Tom Honermann tom at honermann.net
Sun Oct 20 22:03:17 CEST 2019


On 10/19/19 12:53 PM, Victor Zverovich wrote:
> STATICALLY-WIDEN is not a hack, it's just a convenient pseudo-function 
> that simplifies and formalizes a bunch of wording originated from 
> p0355. In case of chrono it will work identically for Unicode and the 
> only reason we didn't mention charX_t is that neither std::format nor 
> iostreams support those. As Corentin wrote you could provide formatter 
> specializations including for Unicode types and once we have charX_t 
> overloads of std::format (I plan to propose these for C++23) it will 
> just pick up those specialization.
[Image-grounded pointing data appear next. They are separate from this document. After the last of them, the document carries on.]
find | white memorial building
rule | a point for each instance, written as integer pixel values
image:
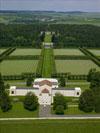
(45, 89)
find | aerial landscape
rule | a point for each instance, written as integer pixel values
(50, 66)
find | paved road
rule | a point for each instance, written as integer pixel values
(44, 111)
(69, 117)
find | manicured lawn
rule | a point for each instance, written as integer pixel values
(11, 67)
(82, 86)
(95, 51)
(75, 66)
(18, 111)
(76, 111)
(24, 52)
(75, 52)
(47, 63)
(47, 37)
(50, 126)
(2, 50)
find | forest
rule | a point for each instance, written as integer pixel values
(63, 35)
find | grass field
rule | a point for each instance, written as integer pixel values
(82, 86)
(50, 126)
(23, 52)
(11, 67)
(18, 111)
(75, 66)
(2, 50)
(47, 38)
(75, 52)
(74, 111)
(95, 51)
(47, 63)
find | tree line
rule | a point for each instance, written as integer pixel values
(63, 35)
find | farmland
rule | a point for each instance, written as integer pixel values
(95, 52)
(23, 52)
(75, 66)
(51, 126)
(11, 67)
(68, 52)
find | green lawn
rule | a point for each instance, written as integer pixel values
(68, 52)
(24, 52)
(2, 50)
(18, 111)
(11, 67)
(95, 51)
(82, 86)
(47, 63)
(50, 126)
(76, 111)
(48, 38)
(75, 66)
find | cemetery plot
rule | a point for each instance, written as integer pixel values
(16, 67)
(77, 67)
(68, 52)
(24, 52)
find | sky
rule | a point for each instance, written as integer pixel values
(51, 5)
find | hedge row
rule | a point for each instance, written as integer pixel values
(69, 76)
(27, 57)
(94, 58)
(40, 64)
(65, 57)
(20, 77)
(53, 63)
(5, 54)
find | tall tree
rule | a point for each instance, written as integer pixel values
(2, 87)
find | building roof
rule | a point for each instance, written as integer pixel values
(21, 88)
(45, 81)
(49, 79)
(45, 91)
(64, 89)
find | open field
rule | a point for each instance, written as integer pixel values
(2, 50)
(75, 66)
(11, 67)
(82, 86)
(47, 38)
(74, 111)
(75, 52)
(50, 126)
(47, 63)
(18, 111)
(95, 51)
(24, 52)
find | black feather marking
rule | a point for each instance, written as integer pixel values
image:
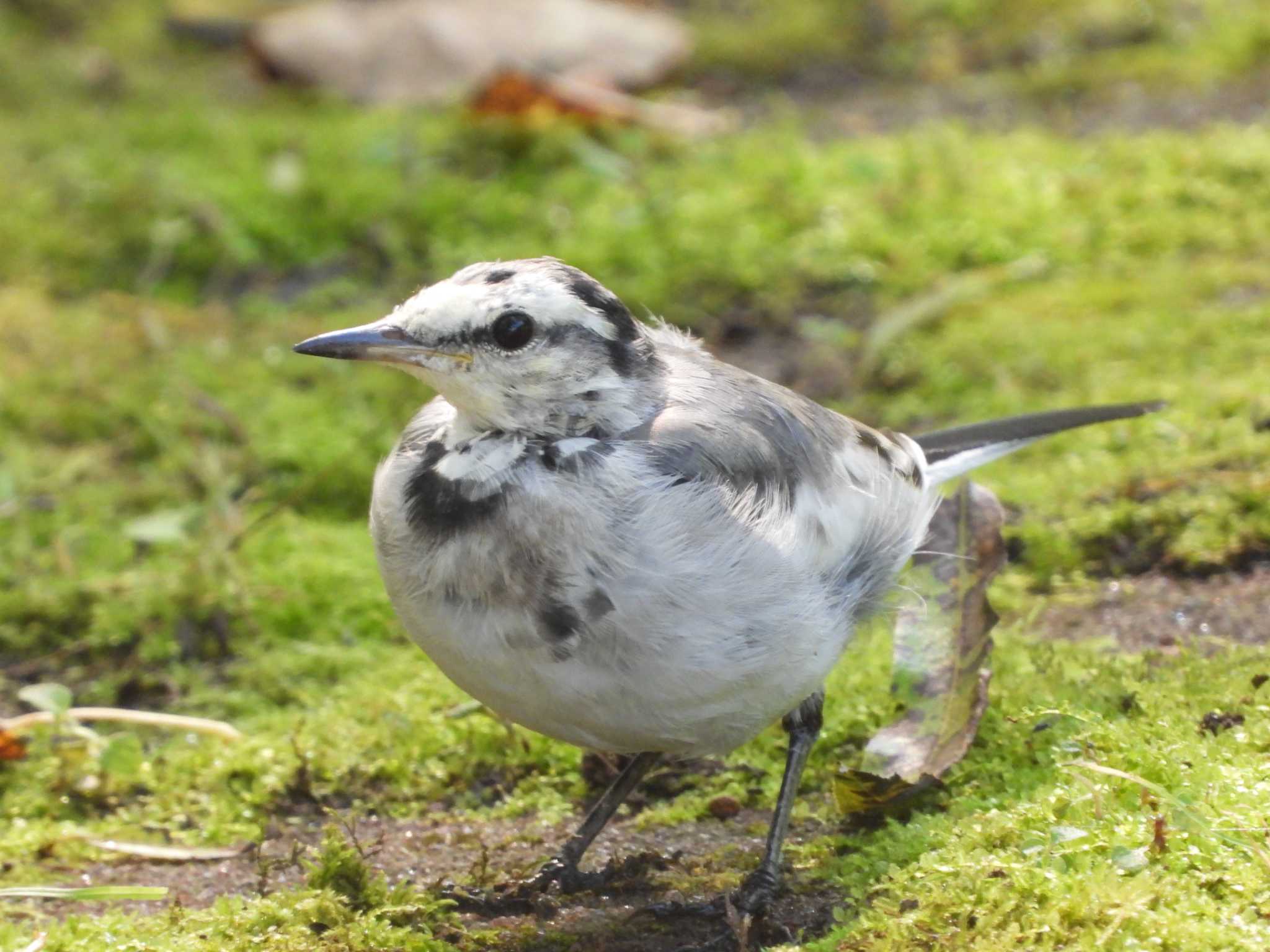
(597, 604)
(593, 295)
(943, 444)
(868, 438)
(435, 505)
(559, 622)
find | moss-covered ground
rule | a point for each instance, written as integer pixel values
(182, 501)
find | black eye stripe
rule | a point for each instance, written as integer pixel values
(512, 330)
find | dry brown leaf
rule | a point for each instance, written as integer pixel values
(436, 51)
(940, 656)
(12, 747)
(544, 98)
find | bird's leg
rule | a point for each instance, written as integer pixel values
(563, 868)
(803, 725)
(758, 890)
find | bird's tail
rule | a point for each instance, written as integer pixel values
(949, 454)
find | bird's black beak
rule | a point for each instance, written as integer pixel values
(373, 342)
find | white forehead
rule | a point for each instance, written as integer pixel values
(455, 306)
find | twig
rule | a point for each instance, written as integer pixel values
(200, 725)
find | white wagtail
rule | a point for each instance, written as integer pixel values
(610, 537)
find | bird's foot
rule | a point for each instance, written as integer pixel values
(531, 895)
(742, 912)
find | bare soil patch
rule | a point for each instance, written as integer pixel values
(482, 852)
(1169, 614)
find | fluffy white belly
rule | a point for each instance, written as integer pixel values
(678, 700)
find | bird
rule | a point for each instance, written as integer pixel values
(609, 536)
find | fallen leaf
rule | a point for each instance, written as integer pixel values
(84, 894)
(940, 655)
(539, 99)
(163, 526)
(12, 747)
(172, 855)
(437, 51)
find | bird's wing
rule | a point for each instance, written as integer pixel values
(722, 425)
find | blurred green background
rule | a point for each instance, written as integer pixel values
(928, 213)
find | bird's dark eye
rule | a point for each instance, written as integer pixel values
(513, 330)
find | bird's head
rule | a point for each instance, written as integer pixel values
(530, 346)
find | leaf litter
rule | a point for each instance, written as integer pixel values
(940, 658)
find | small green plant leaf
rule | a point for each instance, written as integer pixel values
(122, 757)
(1129, 861)
(159, 527)
(1066, 834)
(54, 699)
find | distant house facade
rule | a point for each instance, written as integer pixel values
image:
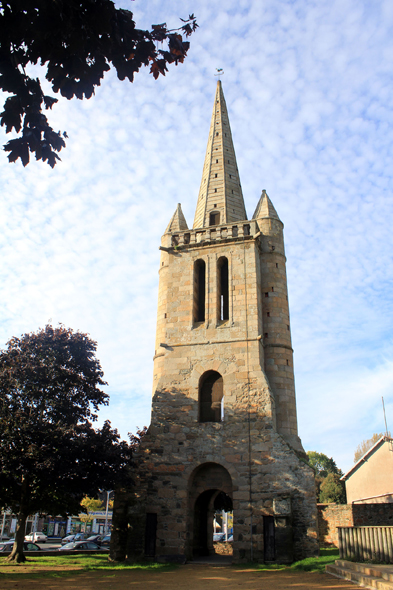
(370, 480)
In your case STATICALLY-WIDEN won't 
> help because you have different representation of units for different 
> character types.

I think STATICALLY-WIDEN will work for his use case as he intends to 
provide distinct partial specializations for char, wchar_t, and 
charN_t.  Basically, Mat needs a STATICALLY-WIDEN-UTF variant that takes 
a string literal of some kind (presumably UTF-8) and "widens" it to 
UTF-16 or UTF-32.  Note the char partial specialization below (that I 
think should not be parameterized on CharT, just Traits).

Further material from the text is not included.